Gilgit Baltistan is an administrative territory of Pakistan that borders the province of Khyber Pakhtunkhwa to the west, Azad Kashmir to the southwest, Wakhan Corridor of Afghanistan to the northwest, the Xinjiang Uyghur Autonomous Region of China to the north, and the Indian administrated region of Jammu and Kashmir to the south and southeast.

The early recorded history of the region is linked with Western Tibet.  The region appears to be part of the Tibetan Empire, with Buddhism flourishing in the region by 5th century. Later, Buddhist Patola Shahis ruled the region. However, by the 13th century, the region came under Islamic influence, notably under Maqpon Kings. This resulted in the separation of the Balti people from the Buddhist Ladakhi neighbors. The Baltis increasingly converted from Buddhism to  Islam, resulting in increased interaction and conflict with their Kashmiri Muslim neighbours. Muslim rule in the area ended with the expansion of the Sikh Empire. After the British defeat of the Sikhs in the  Anglo-Sikh wars, the region was ruled by the Hindu Dogras under British paramountcy. After independence, the region became part of the newly formed state of Pakistan through Gilgit rebellion in first Kashmir war.

Sources

Ancient History 
There exists no written record of the region; however, rock art (petroglyphs) and inscriptions are abundant esp. along the Karakoram Highway which have been used to reconstruct a rough history.

Medieval History 
No extant manuscripts pertaining to the history of the region from premodern times have been located. 

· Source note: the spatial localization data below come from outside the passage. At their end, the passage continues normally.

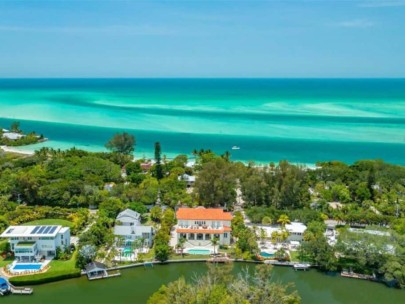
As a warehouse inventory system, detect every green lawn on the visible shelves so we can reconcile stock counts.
[290,251,300,262]
[0,257,14,268]
[169,254,211,260]
[23,219,73,228]
[10,251,80,286]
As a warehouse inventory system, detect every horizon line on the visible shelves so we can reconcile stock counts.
[0,76,405,80]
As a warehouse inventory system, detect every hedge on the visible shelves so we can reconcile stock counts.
[9,268,81,286]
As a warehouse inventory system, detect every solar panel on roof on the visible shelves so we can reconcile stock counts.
[31,226,41,234]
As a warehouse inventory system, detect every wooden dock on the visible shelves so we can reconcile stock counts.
[207,257,231,263]
[8,283,34,295]
[293,263,311,271]
[88,272,121,281]
[340,271,376,281]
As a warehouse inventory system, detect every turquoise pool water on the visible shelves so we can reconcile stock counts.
[260,251,274,258]
[13,264,42,270]
[187,249,211,255]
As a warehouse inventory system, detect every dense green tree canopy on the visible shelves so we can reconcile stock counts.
[148,265,300,304]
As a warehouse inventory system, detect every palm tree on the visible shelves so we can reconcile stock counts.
[176,237,186,256]
[211,237,219,254]
[260,228,267,244]
[277,214,291,228]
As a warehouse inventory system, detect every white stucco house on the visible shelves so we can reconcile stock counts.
[178,173,195,187]
[249,222,307,242]
[0,226,70,262]
[176,207,233,246]
[285,222,307,242]
[114,209,154,247]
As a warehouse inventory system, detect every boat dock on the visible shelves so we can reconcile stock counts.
[340,271,376,281]
[207,257,231,263]
[88,272,121,281]
[293,263,311,271]
[10,284,34,295]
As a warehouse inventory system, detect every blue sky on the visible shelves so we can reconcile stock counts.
[0,0,405,77]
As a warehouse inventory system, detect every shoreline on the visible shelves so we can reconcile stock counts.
[0,141,316,170]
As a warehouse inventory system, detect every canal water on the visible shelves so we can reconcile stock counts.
[0,263,405,304]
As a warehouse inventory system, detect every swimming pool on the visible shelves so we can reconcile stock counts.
[260,251,274,258]
[187,249,211,255]
[13,264,42,270]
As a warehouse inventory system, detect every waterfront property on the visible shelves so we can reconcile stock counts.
[86,262,108,280]
[114,209,154,247]
[285,222,307,242]
[1,226,70,262]
[178,174,195,187]
[186,248,214,255]
[176,207,232,246]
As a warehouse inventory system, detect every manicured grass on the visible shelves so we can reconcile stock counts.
[169,254,211,260]
[290,251,300,262]
[23,219,73,228]
[139,248,155,261]
[0,256,14,268]
[10,251,80,286]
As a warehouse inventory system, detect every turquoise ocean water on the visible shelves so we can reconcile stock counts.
[0,79,405,164]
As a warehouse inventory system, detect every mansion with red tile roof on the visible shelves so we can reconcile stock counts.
[176,207,233,245]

Ḥashmatullah Khan's Mukhtaṣar Tarikh-e Jammun va Kashmir (1939) and Rajah Shah Rais Khan's Tarikh-e-Gilgit (unpublished manuscript; 1941) remain the chief sources. H. Khan was a Dogra official, who oversaw the administration of Gilgit-Baltistan and drafted a gazetteer of the entire region, borrowing from official documents, local clerics, epic literature, oral folklore, ruins, etc. Notwithstanding the briefness, his chronologies are internally inconsistent and Dani advises caution in using the material. Despite, it has become an authoritative reference for local historians. Rais Khan was a descendant of the Trakhan family and compiled what was essentially a family history. Dani found it to be heavily biased towards the Trakhans and severely contemptuous of neighboring powers.

Early History
There are more than 50,000 pieces of rock art (petroglyphs) and inscriptions all along the Karakoram Highway in Gilgit Baltistan, concentrated at ten major sites between Hunza Nagar and Shatial. The carvings were left by various invaders, traders, and pilgrims who passed along the trade route, as well as by locals. The earliest date back to between 5000 and 1000 BCE, showing single animals, triangular men and hunting scenes in which the animals are larger than the hunters. These carvings were pecked into the rock with stone tools and are covered with a thick patina that proves their age.

The ethnologist Karl Jettmar has pieced together the history of the area from various inscriptions and recorded his findings in Rock Carvings and Inscriptions in the Northern Areas of Pakistan and the later released Between Gandhara and the Silk Roads - Rock Carvings Along the Karakoram Highway.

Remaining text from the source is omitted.